The European Union has never reached a trade agreement with any of its partners in less than a year, most often the process taking much longer.

But Johnson is eager to brandish his Brexit credentials and reap what he considers to be the benefits of independence from Brussels.

Britain’s refusal to align itself with the bloc on issues such as environmental standards and workers’ rights could see UK companies face EU tariffs. 

But it would also give Britain much more leeway in negotiating a new free trade agreement with the United States and growing countries in Asia down the line.

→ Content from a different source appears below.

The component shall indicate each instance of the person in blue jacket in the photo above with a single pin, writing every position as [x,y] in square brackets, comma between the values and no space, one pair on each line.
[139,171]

London’s booming financial district would also be free from outside oversight that some in the sector fear, including the outgoing head of the Bank of England, Mark Carney.

“It is not desirable at all to align our approaches, to tie our hands and to outsource regulation and effectively supervision of the world’s leading complex financial system to another jurisdiction,” he told the Financial Times. 

Johnson’s meeting with von der Leyen, the first since she took office, will also be attended by Brexit Secretary Stephen Barclay and the EU’s chief Brexit negotiator Michel Barnier.

Number 10 said Johnson will underline that the forthcoming negotiations will be based on an ambitious free trade agreement, and not on alignment.

Brussels insisted on Monday that trade talks would not be on the agenda at the meeting.

European Commission spokesman Eric Mamer said the meeting would “set the scene” for the Brexit process, but in order to launch trade talks the European Council – made up of the 27 remaining EU nations – would need to approve a mandate “and we are not at that stage yet”.

“This is not a meeting that will go into the details of the trade negotiation per se,” he added.

House of Commons

Meanwhile, MPs will continue to scrutinise the Withdrawal Agreement Bill (WAB) in the second day of its committee stage.

Yesterday, Brexit Secretary Steve Barclay insisted the government would stick to its EU departure timetable after facing calls to guarantee the UK will leave with a trade agreement.

The Cabinet minister said the Conservatives had committed in their manifesto to not extend the implementation period beyond December 2020.

Barclay expressed confidence in negotiating a trade agreement with the EU in the 11-month transition, but did not rule out a no-deal arrangement.

Clause 33 of the WAB seeks to prohibit ministers from trying to extend the implementation period, which would begin once the UK leaves the EU on 31 January.

Labour said the WAB is a “bad deal” for the UK and called on the government to come forward with proposals to show how it will avoid the “catastrophe of no-deal at the end of this year”.

xinhua-pictures-of-the-year-2019-world Ursula von der Leyen after being elected the next president of the European Commission. Source: PA Images

Today’s Commons debate on the Bill is likely to be dominated by an amendment demanding the Government continues to negotiate to take in lone child refugees from Europe after Brexit.

A clause containing a commitment to strike a deal with the EU so unaccompanied child refugees could continue to be reunited with their families in the UK after exit day was removed from the Bill when it was reintroduced to Parliament after the election.

Clause 37 replaces the pledge with a watered-down vow for ministers to “make a statement” on the progress of the talks once the divorce with Brussels is complete.

Labour leadership hopeful Keir Starmer and Alf Dubs, who fled from the Nazis on the Kindertransport to Britain when he was aged six, have written to all Tory MPs calling on them to vote against the Prime Minister’s “disgraceful” change.

It comes as the Telegraph reported that the EU has warned Johnson not to water down protections for its citizens living in the UK after Brexit.

The paper said Barnier raised “issues of concern” in a letter to Mr Barclay before Christmas, in which he was said to have highlighted the need for an independent watchdog to enable EU citizens to make complaints against the government.